Menurut dia gangguan ke pemerintahan, yang justru datang dari partai pendukung utama presiden, akan membuat banyak agenda program lima tahunan mandeg. Persoalannya memang karena Jokowi bukan pemimpin partai politik. "Jadi, kuncinya PDIP yang harus tunduk pada Jokowi," kata Syamsudin.
Baca Juga:
Tekanan dari PDIP ke Jokowi untuk mengakomodasi agenda politiknya di pemerintahan memiliki risiko besar. Syamsudin memperkirakan ada kemungkinan struktur koalisi pendukung dan oposisi pemerintah akan berubah. "Bisa terjadi, kalau Jokowi tidak mau didikte oleh Mega (Ketua Umum PDIP, Megawati Sukarno Putri)," kata dia.
Sebelumnya, terungkap hubungan Presiden Jokowi dan Megawati Soekarnoputri belum normal setelah Presiden membatalkan pelantikan calon Kapolri Komisaris Jenderal Budi Gunawan.

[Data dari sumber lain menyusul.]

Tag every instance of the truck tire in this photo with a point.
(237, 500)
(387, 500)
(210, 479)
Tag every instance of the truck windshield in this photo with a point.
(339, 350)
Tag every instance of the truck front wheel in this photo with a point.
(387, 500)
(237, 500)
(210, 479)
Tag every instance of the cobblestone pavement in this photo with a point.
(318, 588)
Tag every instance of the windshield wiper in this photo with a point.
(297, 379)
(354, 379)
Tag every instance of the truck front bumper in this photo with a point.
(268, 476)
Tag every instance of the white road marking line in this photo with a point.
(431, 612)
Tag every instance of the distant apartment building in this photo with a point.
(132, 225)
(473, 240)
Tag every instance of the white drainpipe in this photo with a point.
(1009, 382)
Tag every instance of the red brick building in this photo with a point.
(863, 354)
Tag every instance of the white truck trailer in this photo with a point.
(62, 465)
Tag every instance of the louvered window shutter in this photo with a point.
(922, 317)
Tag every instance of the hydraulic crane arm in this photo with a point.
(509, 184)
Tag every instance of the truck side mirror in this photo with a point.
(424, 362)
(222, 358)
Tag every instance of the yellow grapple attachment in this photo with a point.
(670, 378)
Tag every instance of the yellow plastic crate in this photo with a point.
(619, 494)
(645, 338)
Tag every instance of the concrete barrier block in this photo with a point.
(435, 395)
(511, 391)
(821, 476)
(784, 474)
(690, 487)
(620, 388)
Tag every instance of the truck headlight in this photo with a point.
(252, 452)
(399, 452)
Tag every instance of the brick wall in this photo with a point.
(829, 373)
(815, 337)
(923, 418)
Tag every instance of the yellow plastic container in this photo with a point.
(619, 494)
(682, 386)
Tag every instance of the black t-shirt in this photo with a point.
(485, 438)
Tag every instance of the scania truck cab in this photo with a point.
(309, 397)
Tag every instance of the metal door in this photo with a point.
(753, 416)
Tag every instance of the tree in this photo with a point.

Jokowi memutusan untuk mengusulkan calon Kapolri baru yakni Komisaris Jenderal Badrodin Haiti yang kini menjabat sebagai Wakil Kapolri.
Pelaksana Tugas Sekretaris Jenderal PDI Perjuangan Hasto Kristiyanto mengatakan hubungan antara Presiden Jokowi dan Megawati Soekarnoputri belum seperti sedia kala. "Masih ada hal-hal psikologis setelah kejadian itu," katannya kepada Hasto pada Tempo di Jakarta, Ahad, 22 Februari 2015.
Tapi, Hasto menegaskan bahwa ke depan pasti hubungan di antara keduanya akan kembali normal. "Keduanya adalah pemimpin, tidak mungkin mengutamakan kepentingan sendiri. Yang penting jangan sampai ada krisis kepemimpinan," katanya.